Addicts don’t recover
That’s what I was told once, admittedly a long time ago, on a visit to a service in a different locality. The reasons were twofold according to the addiction worker I was talking to. Firstly this was her observed experience over years of working in the field and secondly, she said, if you don’t accept this you will remain stressed and frustrated in the job.
I’m not sure why she held out so little hope. It could have been the timing. This was well before the first whispers of the recovery movement and before the recovery drugs policy. It could have been burnout. It could have been the result of years of working in a strictly medical, harm reduction model.
However it may have been what Gossop calls the ‘Clinical Fallacy’. This is the phenomenon whereby people moving on to abstinent recovery move out of drug treatment services. Workers don’t get to see visible recovery – instead they get to see people who have deeper problems, who relapse or fail to move on. This reinforces the belief that people don’t recover from addiction.
My gloomy colleague is not on her own in this regard. When David Best asked Welsh addiction workers how many of their clients they thought would eventually recover, they estimated 7%. That was a few years ago and things may have improved in the interim – although when I suggested this to a recovery activist last week, she rolled her eyes. While I think that things are a bit better, I have to agree that therapeutic nihilism is still around. It’s not that long ago since a prominent harm reductionist warned against abstinence and insisted that clients should be told that their chances of achieving it are very low and be warned of the dangers.
So are some right to have low expectations, to cling to the mantra that addicts don’t recover? Well the international evidence base can help to reassure us. The Scottish Government commissioned a review of the evidence base for recovery (Research for Recovery) which was published in 2010. It found that ‘recovery is the norm’.
There are two pieces of work which looked at scientific studies on addiction outcomes. The Center for Substance Abuse Treatment published a review in 2009 which found that:
58% of life-course dependent users of substances will achieve lasting recovery
William White studied this more recently and found that:
in an analysis of 276 addiction follow-up studies of adult clinical samples, the average remission/recovery rate across all studies was 47.6% and in studies published since 2000, this rose to 50.3%
In any area of health care, where outcomes are poor there are always people keen to market optimism. (There has always been a thriving market for alternative therapies in areas such as cancer and serious neurological disease where treatment options are limited.) Therefore the trap of low expectations is episodically interrupted by people who assert that there is room for optimism, that outcomes can be better even if there is not yet evidence to support this. Optimism about addiction is what patients, their families and politicians want to hear. This, by contrast, can lead to the trap of high expectations that can also be self-defeating, promoting resistance and setting patients up for failure. The ethical challenge in treating heroin (and other forms of) addiction is in finding a balance between excessively low and excessively high expectations in clinical practice and in policy.
I think we could agree that an expectation that only 7% of your caseload will eventually recover is likely to represent ‘the trap of low expectations’, but given that it is hard to predict who will do well in abstinence-oriented treatment, what are we to do?
Well, like Jason Schwartz, I wonder how rates would improve if all patients could access the standard and duration of treatment/aftercare that addicted doctors get.
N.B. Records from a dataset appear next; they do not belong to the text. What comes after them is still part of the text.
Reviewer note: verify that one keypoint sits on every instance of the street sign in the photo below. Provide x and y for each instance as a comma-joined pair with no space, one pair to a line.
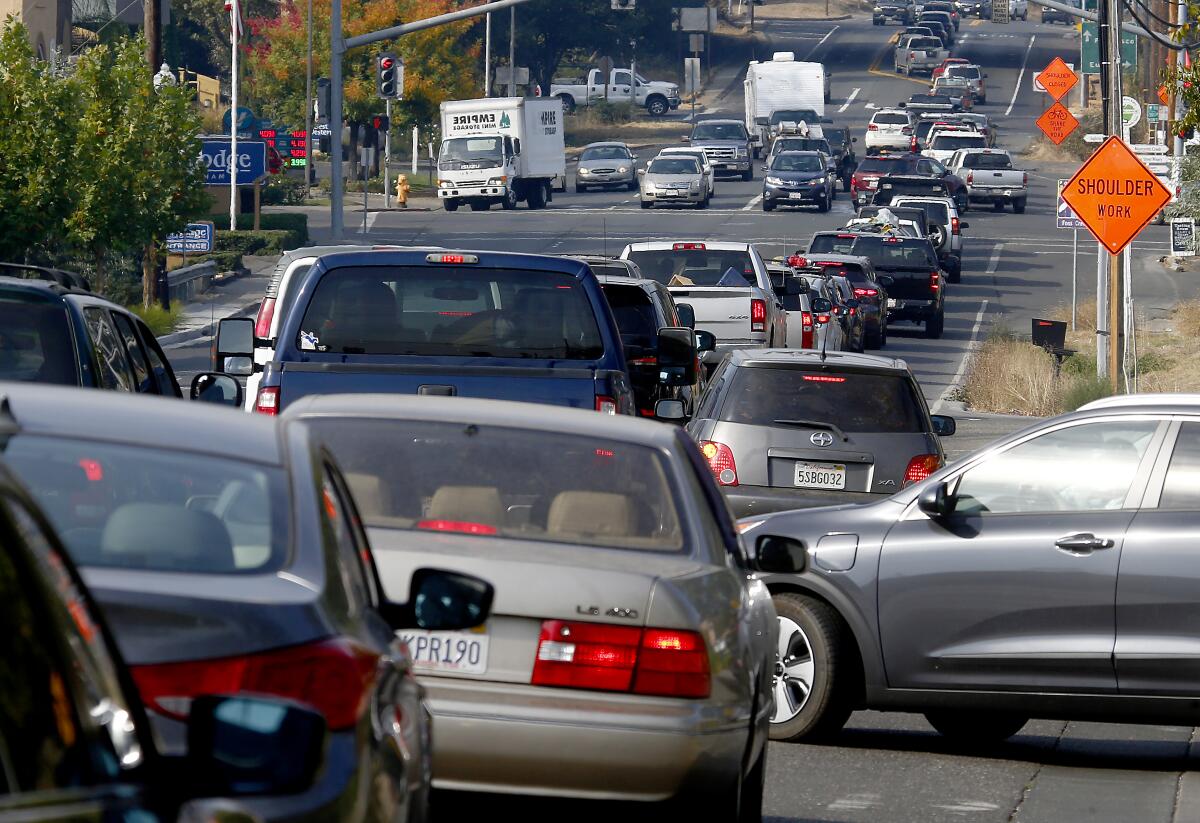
1090,49
1065,216
196,239
216,155
1115,194
1057,122
1057,78
1183,236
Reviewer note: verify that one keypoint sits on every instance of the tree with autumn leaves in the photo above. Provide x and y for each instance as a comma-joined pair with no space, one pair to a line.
439,64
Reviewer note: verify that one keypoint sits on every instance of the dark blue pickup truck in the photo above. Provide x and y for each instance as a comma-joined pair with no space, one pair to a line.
471,324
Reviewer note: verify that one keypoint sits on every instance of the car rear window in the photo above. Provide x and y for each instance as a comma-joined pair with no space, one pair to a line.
36,344
155,509
450,311
493,481
696,266
857,402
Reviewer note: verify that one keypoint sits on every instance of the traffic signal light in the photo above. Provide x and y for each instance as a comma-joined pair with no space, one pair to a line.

If evidence-based, joined-up treatment, using recovery-oriented systems of care were on offer to all then I think we could reasonably expect to see things improve. They might improve further if we all raised the bar on what we believe is achievable for the average client coming for help. Outcomes would almost certainly jump if we embedded recovery at the heart of our services with recovering people visible and volunteering at all parts of the recovery journey. And what if we built strong and wide bridges from treatment to community recovery resources like mutual aid and recovery cafes?
In any case there’s a big gap between the 7% of our clients who we might believe could recover and the 50% plus who do. How are we going to narrow it?